The protective screen may in particular be secured to the protective frame and to the front edge of the bullet collecting casing by a set of fixing elements disposed on left-hand and right-hand lateral sides of the firing target, said fixing elements preferably being disposed outside the bullet collecting casing, on either side of left-hand and right-hand lateral walls of the bullet collecting casing.
In accordance with a preferred variant of the invention, the protective frame may be supported on the front edge of the bullet collecting casing by a set of notches and corresponding extensions arranged on the protective frame and on the front edge of the bullet collecting casing, the protective frame preferably being provided with notches cooperating with corresponding extensions arranged on the front edge of the bullet collecting casing.
In accordance with another particularly advantageous variant of the invention, said protective screen consists of a plurality of nested elements secured to one another by means of a set of nestable securing elements.

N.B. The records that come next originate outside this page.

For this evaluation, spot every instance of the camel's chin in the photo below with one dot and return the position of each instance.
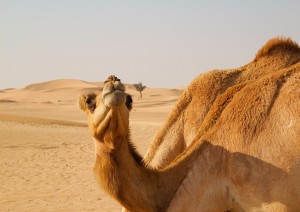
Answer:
(114, 99)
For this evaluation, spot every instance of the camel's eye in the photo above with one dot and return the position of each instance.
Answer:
(128, 102)
(90, 104)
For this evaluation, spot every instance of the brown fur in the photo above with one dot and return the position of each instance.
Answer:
(277, 43)
(243, 153)
(185, 119)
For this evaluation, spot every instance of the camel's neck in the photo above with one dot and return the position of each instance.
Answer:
(134, 185)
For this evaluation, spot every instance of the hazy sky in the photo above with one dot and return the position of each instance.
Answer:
(163, 43)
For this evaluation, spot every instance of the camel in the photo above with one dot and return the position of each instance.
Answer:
(192, 108)
(245, 155)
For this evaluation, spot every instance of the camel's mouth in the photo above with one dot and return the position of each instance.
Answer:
(113, 94)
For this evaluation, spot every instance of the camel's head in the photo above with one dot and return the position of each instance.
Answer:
(107, 111)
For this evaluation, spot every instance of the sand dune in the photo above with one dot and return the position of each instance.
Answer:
(47, 153)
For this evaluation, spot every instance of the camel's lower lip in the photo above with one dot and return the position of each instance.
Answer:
(114, 91)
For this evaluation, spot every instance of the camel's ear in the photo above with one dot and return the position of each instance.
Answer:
(128, 102)
(87, 101)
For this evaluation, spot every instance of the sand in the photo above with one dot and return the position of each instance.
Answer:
(47, 153)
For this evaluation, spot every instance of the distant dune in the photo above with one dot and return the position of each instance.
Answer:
(46, 150)
(66, 91)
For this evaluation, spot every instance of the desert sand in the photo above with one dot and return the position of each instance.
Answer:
(47, 153)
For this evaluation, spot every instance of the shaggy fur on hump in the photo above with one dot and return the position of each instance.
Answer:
(276, 43)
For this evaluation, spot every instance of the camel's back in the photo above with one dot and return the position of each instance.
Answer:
(193, 106)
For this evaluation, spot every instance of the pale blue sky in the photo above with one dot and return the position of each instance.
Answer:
(161, 43)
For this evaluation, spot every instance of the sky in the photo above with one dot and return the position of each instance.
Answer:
(161, 43)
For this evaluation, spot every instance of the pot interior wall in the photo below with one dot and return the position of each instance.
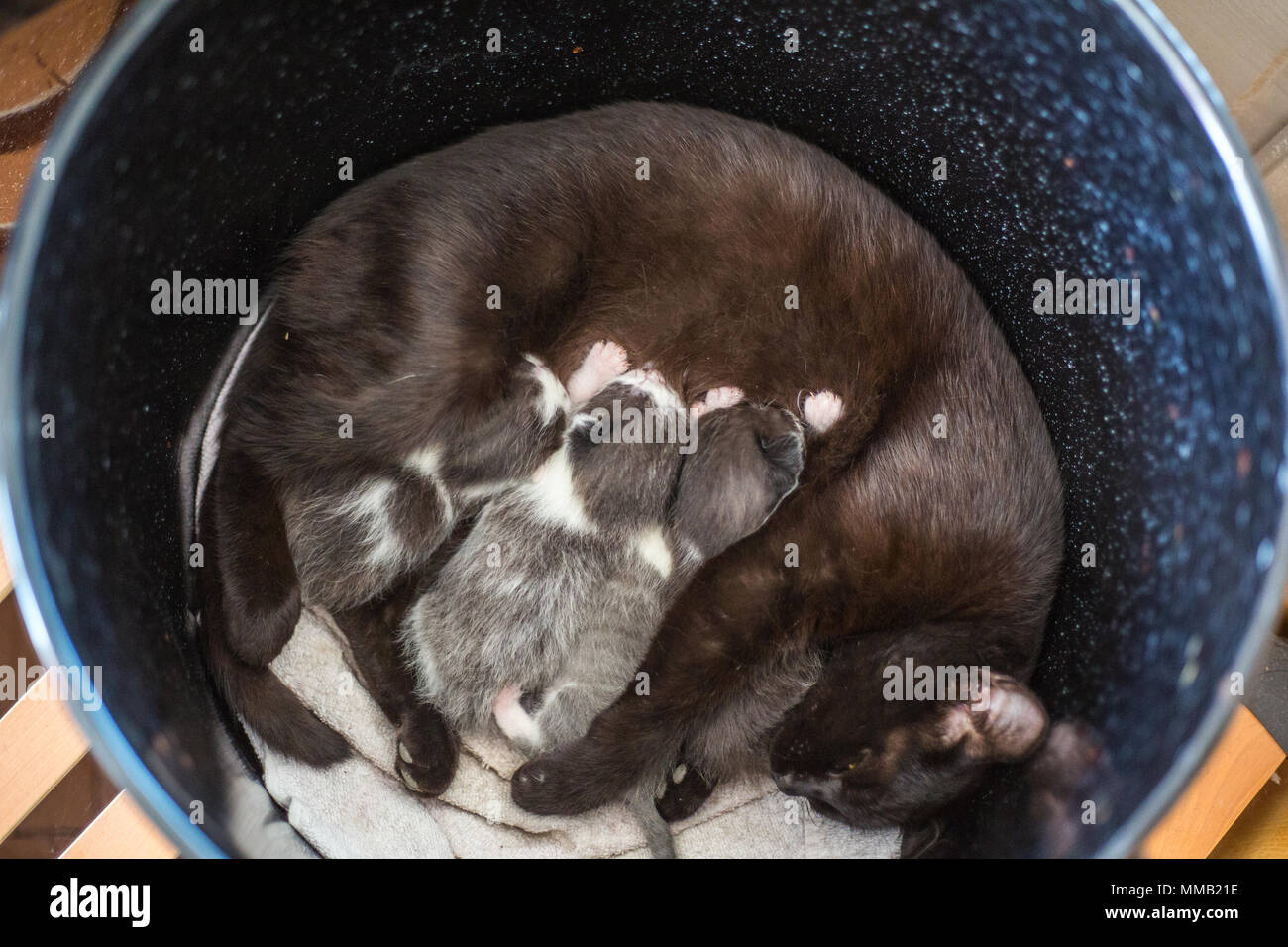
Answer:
(1057, 159)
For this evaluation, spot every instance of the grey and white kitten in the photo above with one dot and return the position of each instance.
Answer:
(747, 459)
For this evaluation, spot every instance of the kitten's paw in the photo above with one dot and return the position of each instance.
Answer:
(426, 751)
(823, 410)
(684, 793)
(548, 392)
(563, 783)
(605, 361)
(716, 399)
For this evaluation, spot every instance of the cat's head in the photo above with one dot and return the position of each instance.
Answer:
(872, 748)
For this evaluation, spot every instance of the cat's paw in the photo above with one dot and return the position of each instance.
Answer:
(822, 410)
(716, 399)
(605, 361)
(563, 783)
(548, 393)
(426, 751)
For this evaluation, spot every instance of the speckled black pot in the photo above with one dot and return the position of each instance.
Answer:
(1106, 163)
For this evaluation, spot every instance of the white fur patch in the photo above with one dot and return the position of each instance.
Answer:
(369, 505)
(652, 545)
(554, 493)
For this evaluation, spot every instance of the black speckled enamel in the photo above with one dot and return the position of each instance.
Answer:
(1087, 162)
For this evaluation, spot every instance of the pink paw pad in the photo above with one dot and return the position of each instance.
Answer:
(823, 410)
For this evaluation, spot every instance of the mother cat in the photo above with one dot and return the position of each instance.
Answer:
(927, 517)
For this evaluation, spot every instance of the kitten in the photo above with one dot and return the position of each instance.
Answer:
(584, 541)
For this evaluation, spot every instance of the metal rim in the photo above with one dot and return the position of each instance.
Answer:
(46, 626)
(54, 644)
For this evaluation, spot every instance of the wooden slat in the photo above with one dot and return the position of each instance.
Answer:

Incidentally, this other variant also constitutes an advantageous aspect of the present invention that may be implemented independently of the aforementioned first and second aspects of the invention. There is therefore also provided, in accordance with a third aspect of the present invention, a firing target for firearms shooting training comprising a bullet collecting casing, said bullet collecting casing comprising a lattice structure disposed inside the bullet collecting casing in front of a rear wall of the bullet collecting casing, which lattice structure is designed to dissipate kinetic energy of incident bullets and includes a plurality of deflecting plates designed to deflect the trajectory of the incident bullets, said deflecting plates being arranged according to at least a first inclined plane relative to the rear wall. The firing target further includes a protective screen placed in front of the lattice structure of the bullet collecting casing, on the trajectory of the incident bullets, and designed to halt any bullet fragments produced upon the bullets impacting the lattice structure. The target in accordance with this third aspect of the invention is characterized in that said protective screen consists of a plurality of nested elements secured to one another by means of a set of nestable securing elements.

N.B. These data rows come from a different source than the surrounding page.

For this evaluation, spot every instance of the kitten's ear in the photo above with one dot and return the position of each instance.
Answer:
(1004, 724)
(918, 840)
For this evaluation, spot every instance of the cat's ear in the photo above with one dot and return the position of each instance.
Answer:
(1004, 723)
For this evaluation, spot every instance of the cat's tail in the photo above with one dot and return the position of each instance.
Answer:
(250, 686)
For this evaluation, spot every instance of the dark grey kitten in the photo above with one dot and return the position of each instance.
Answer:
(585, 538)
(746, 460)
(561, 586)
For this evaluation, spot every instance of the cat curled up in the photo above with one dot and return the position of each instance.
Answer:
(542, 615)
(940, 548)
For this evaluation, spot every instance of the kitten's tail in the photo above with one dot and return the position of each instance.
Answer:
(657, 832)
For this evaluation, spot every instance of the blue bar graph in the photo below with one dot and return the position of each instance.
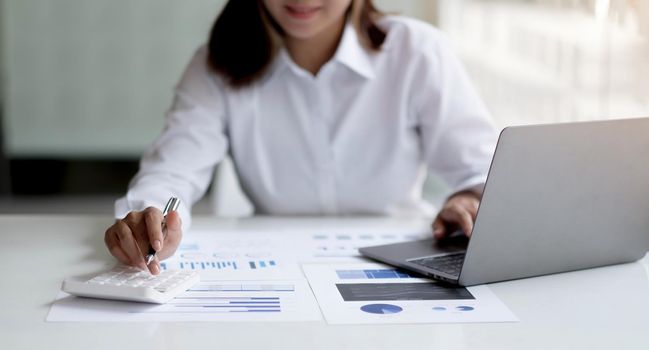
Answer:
(218, 265)
(371, 274)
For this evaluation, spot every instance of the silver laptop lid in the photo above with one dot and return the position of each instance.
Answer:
(562, 197)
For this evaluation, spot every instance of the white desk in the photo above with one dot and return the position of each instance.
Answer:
(606, 308)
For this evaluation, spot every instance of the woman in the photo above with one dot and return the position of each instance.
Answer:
(326, 107)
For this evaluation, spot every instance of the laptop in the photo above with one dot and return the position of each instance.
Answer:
(558, 198)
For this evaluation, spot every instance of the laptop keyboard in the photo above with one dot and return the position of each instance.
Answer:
(450, 263)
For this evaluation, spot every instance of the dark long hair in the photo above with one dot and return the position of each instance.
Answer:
(243, 43)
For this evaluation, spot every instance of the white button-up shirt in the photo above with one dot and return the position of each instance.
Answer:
(357, 138)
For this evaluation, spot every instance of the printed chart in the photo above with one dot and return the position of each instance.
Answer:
(218, 301)
(364, 293)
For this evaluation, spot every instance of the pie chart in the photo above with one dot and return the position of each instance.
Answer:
(383, 309)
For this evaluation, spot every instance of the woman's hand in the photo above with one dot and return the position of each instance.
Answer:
(459, 212)
(128, 239)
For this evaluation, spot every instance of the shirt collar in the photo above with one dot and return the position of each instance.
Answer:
(350, 53)
(353, 54)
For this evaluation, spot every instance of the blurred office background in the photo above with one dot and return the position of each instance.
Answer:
(84, 84)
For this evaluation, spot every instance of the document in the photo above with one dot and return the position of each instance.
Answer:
(211, 300)
(259, 276)
(362, 293)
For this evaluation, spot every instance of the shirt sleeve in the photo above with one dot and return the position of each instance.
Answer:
(457, 133)
(181, 160)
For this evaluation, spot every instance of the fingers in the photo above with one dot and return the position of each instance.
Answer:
(458, 212)
(153, 220)
(113, 247)
(128, 239)
(174, 235)
(439, 229)
(154, 266)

Said plurality of nested elements preferably includes a plurality of identical and interchangeable nested intermediate elements each including at least an upper nestable securing element designed to cooperate with a complementary nestable securing element of another, adjacent element of the protective screen placed immediately above it and at least a lower nestable securing element designed to cooperate with a complementary nestable securing element of another, adjacent element of the protective screen placed immediately below it.
In the latter context, in accordance with a preferred variant of the invention, each intermediate element may advantageously include a facade-forming portion directed toward the exterior of the firing target and a back-forming portion directed toward the interior of the firing target and the lattice structure located therein, the facade-forming portion being offset relative to the back-forming portion in such a manner as to form a shoulder on which an adjacent element of the protective screen comes to bear.

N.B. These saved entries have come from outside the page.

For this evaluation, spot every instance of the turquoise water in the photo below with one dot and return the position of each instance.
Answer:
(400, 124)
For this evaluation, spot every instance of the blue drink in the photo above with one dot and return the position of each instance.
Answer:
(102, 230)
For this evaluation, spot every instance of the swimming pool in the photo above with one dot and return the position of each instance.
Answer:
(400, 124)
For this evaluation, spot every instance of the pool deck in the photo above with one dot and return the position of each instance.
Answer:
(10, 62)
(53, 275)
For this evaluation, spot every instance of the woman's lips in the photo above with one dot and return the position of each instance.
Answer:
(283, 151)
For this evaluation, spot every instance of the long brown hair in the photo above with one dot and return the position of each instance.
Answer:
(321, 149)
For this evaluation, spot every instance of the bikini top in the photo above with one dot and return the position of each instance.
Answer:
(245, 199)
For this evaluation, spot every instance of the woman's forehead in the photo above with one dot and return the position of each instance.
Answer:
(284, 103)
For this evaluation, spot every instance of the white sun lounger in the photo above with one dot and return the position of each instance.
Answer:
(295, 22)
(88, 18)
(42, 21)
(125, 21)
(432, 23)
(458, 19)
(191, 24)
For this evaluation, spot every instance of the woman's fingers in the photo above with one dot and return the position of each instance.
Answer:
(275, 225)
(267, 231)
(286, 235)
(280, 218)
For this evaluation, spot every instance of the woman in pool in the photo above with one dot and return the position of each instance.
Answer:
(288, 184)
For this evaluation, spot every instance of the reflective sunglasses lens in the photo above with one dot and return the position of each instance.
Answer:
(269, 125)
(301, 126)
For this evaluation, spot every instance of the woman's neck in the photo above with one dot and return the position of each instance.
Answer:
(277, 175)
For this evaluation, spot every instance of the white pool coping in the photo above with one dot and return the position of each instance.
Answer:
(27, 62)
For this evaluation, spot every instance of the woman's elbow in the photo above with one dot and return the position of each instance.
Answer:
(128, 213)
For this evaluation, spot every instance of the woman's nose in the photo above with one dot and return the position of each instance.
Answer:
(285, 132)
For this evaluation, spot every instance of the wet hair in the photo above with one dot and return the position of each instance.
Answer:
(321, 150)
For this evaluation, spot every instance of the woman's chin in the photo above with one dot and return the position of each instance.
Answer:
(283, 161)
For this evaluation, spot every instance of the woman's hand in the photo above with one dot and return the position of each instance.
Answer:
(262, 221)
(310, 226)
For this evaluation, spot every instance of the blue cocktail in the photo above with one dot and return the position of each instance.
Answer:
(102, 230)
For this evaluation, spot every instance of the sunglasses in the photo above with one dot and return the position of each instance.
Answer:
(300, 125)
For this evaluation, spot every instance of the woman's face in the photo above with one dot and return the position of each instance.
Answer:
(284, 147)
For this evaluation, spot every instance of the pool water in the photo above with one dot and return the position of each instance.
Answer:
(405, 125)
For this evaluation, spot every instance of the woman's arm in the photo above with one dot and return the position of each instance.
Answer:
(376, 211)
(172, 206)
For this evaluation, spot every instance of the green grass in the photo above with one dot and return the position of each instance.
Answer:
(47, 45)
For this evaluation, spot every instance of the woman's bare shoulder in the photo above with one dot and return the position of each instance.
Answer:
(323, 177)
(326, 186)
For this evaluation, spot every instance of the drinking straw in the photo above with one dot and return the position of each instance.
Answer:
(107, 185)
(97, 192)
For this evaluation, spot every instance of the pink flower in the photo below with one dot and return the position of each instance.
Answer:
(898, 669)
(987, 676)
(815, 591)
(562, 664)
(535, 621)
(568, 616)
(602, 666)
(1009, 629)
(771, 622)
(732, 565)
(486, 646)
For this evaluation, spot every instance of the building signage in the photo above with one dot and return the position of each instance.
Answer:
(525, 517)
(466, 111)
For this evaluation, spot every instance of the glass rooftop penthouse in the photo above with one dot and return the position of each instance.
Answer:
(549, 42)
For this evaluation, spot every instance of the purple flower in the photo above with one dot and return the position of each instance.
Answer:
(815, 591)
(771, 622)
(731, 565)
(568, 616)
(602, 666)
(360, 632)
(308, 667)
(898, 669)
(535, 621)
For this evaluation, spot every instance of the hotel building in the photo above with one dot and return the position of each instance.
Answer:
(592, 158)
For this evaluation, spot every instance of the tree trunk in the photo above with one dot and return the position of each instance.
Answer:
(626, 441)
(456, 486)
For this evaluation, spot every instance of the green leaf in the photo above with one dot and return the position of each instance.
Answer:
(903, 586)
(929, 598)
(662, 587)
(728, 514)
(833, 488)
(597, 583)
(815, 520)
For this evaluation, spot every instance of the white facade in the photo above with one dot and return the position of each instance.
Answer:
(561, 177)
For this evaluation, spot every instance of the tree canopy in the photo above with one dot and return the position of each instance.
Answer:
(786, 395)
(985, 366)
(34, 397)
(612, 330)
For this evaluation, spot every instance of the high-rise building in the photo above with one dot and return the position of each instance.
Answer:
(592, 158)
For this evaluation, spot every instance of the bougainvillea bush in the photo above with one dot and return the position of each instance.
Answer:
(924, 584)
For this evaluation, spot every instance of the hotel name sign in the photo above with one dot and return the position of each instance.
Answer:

Each intermediate element preferably includes a pair of upper nestable securing elements and a pair of lower nestable securing elements complementary to the pair of upper nestable securing elements. To be more specific, in accordance with a preferred variant of the invention, the facade-forming portion and the back-forming portion are each provided with an upper nestable securing element and a lower nestable securing element complementary to the upper nestable securing element.
Moreover, in accordance with a further variant of the invention, said plurality of nested elements further includes an upper terminal element disposed in the top portion of the protective screen and nested in an upper portion of a first intermediate element, or top intermediate element, and a lower terminal element disposed in the bottom portion of the protective screen and nested in a lower portion of a final intermediate element, or bottom intermediate element. The upper terminal element is provided with at least a lower nestable securing element complementary to and cooperating with the upper nestable securing element of the top intermediate element. Likewise, the lower terminal element is provided with at least an upper nestable securing element complementary to and cooperating with the lower nestable securing element of the bottom intermediate element.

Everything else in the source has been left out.